It’s been a month since I last wrote.
As a follow-up to my last post; everything went great! My friend was happy, her guests were happy, all was as it should be. So there.
My new life has begun to settle some. I’m balancing working for my old job, with dog walking, with home life, with married life. It was a bit rough for a while, but as time has gone by I’ve managed to settle into a routine that so far, is working well.
It’s still a little strange not to get up every morning and work towards driving 40 minutes to an office, spending 8 hours sitting on my ass, and then driving 40 minutes home. I’m still on a ‘high’ from not having to do that. My days start just as early as they did, and I’m working longer hours than I did, and I’m dead tired by the time the evening rolls around, but at no time has the thought “I miss my old life” entered my mind. Not even slightly. I love the fluidity of my day, how it can change from one minute to the next. I love spending my first few hours on the computer and the bulk of my day in the company of dogs.

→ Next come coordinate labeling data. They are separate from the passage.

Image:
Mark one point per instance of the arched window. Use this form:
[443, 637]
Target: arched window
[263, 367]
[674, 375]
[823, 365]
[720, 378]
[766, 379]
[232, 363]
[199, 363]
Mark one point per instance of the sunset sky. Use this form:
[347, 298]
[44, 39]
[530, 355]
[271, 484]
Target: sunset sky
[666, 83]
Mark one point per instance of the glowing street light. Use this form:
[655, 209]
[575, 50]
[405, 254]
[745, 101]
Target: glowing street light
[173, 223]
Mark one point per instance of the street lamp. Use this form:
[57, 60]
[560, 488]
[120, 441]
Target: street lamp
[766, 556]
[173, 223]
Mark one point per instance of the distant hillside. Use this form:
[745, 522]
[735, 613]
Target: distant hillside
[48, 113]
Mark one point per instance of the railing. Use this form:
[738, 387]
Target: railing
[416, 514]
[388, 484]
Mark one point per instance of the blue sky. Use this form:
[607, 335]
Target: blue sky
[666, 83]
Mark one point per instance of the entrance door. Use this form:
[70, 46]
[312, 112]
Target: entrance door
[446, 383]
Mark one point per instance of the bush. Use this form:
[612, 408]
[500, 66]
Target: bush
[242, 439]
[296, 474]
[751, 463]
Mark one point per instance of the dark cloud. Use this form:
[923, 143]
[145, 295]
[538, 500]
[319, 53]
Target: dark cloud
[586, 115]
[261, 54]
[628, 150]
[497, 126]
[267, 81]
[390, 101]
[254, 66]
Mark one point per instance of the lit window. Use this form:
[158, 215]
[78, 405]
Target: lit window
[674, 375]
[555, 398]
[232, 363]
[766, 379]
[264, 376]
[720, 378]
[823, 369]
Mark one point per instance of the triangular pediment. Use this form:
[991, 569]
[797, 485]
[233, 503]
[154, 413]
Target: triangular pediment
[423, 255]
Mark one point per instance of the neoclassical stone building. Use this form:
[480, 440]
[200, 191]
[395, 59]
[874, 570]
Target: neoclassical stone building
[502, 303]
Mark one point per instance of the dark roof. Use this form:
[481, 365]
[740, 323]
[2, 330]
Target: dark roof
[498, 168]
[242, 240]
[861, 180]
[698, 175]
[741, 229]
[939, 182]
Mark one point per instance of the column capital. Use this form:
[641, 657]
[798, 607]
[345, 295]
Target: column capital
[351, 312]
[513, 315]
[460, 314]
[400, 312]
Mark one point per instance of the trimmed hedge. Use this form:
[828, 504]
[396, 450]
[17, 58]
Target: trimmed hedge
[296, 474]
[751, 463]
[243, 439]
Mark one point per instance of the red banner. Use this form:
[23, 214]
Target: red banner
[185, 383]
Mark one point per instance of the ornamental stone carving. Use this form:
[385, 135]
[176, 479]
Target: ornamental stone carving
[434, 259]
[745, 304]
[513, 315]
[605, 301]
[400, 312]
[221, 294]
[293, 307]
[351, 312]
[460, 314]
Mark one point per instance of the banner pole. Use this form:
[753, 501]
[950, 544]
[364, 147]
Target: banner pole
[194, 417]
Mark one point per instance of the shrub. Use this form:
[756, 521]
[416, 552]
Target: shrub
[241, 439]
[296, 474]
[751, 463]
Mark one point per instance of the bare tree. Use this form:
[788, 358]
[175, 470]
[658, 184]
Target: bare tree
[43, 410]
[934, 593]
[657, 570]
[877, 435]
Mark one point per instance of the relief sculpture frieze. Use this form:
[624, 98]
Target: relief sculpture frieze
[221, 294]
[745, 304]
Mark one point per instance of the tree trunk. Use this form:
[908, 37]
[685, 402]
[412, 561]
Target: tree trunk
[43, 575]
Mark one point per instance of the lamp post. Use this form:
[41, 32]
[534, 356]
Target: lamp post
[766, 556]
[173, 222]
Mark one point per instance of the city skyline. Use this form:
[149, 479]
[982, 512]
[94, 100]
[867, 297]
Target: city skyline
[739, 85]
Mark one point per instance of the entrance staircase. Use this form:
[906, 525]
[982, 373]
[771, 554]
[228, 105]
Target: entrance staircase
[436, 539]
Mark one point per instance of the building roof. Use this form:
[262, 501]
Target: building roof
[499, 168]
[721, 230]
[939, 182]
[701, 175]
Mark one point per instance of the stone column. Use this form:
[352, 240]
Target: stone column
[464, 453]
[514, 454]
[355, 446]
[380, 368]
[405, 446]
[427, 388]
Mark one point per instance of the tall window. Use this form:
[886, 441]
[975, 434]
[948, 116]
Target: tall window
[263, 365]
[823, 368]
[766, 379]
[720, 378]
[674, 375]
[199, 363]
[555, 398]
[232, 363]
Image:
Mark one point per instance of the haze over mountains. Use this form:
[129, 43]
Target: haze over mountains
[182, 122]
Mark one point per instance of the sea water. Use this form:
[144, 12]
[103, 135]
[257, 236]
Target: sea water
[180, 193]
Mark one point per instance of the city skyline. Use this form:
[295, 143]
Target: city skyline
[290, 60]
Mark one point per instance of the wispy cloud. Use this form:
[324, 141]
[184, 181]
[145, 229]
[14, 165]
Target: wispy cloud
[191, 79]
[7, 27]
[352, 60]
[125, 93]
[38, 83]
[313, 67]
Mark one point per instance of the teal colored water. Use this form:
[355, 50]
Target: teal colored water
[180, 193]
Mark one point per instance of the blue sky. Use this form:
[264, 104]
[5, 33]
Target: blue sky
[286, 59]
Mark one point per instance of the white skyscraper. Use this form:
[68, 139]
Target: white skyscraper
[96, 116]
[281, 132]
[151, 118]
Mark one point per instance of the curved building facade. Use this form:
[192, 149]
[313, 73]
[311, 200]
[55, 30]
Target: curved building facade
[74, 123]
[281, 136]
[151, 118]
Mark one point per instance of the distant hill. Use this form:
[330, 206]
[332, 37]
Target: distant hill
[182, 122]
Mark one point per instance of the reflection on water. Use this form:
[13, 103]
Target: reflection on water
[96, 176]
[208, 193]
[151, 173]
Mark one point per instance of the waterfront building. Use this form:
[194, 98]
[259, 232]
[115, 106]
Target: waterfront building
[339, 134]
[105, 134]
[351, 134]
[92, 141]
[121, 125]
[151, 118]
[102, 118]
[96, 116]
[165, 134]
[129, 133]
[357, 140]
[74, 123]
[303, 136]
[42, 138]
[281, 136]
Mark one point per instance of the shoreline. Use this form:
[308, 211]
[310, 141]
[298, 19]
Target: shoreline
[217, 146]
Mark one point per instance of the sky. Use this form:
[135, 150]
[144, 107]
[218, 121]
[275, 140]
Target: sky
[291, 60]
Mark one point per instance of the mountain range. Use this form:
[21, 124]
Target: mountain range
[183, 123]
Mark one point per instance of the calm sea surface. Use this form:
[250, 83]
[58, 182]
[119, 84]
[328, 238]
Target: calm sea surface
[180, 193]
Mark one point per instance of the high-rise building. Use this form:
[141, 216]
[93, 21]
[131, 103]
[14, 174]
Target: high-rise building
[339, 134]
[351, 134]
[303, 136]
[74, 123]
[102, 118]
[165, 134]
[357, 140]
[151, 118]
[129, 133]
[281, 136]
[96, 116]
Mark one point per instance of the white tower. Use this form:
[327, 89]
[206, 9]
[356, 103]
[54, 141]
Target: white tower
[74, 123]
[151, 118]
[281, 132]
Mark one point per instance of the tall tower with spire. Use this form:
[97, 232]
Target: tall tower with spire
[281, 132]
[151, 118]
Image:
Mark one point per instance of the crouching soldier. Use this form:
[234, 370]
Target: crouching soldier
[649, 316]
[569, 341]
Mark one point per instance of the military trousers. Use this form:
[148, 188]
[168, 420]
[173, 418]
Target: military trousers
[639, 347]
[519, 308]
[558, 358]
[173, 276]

Now, my challenge is to overcome the fear of rejection. I need to build up our business in certain areas, and in order to do that, I need to physically get in front of property managers, pet store employees, and veterinary staff. I have found myself almost paralyzed with fear at the prospect of doing this, yet I know I have to keep doing it, and I need to do it well. I’m taking this one step at a time, and I know that when I begin to reap the benefits of the exercise, I’ll feel more confident and better about it. It’s not easy though. I’m not big on waiting for results, so the other good lesson in all of this is getting me to be more patient. Forcing me to be more patient.
Over the past month I’ve also begun to make some big changes in how I treat my body. I’ve decided that dieting is not the answer for me. Instead, I’ve begun being a lot more conscious of what I eat, and when I eat. Healthy food. Only eat when I’m hungry. In conjunction with an average of 4 to 5 miles per day of walking, I’ve managed to lose close to 10 lbs in the past 4 weeks. Not bad. I’m trying not to focus on the weight loss part of it, but I must confess that I’m pretty obsessed over it. I want to be more focused on continuing to take actions towards being healthy, and just letting the rest fall into place. For now, I’ll take the 10lbs and I’ll take the lighter and stronger feeling that I have.
I haven’t heard a single word from either one of my son’s. I know that J didn’t make it through boot camp in the Navy. That made me sad. What made me even sadder was learning of the lies and delusions his father concocted while he was in boot camp, and as the reason why he left boot camp. All I want for my son is for him to find a sense of worth, and to find in himself the spark of yearning, of wanting to do better for himself. I want him to not be like his father.
I’ll keep hoping for that, and for him and his brother to want to reach out to me.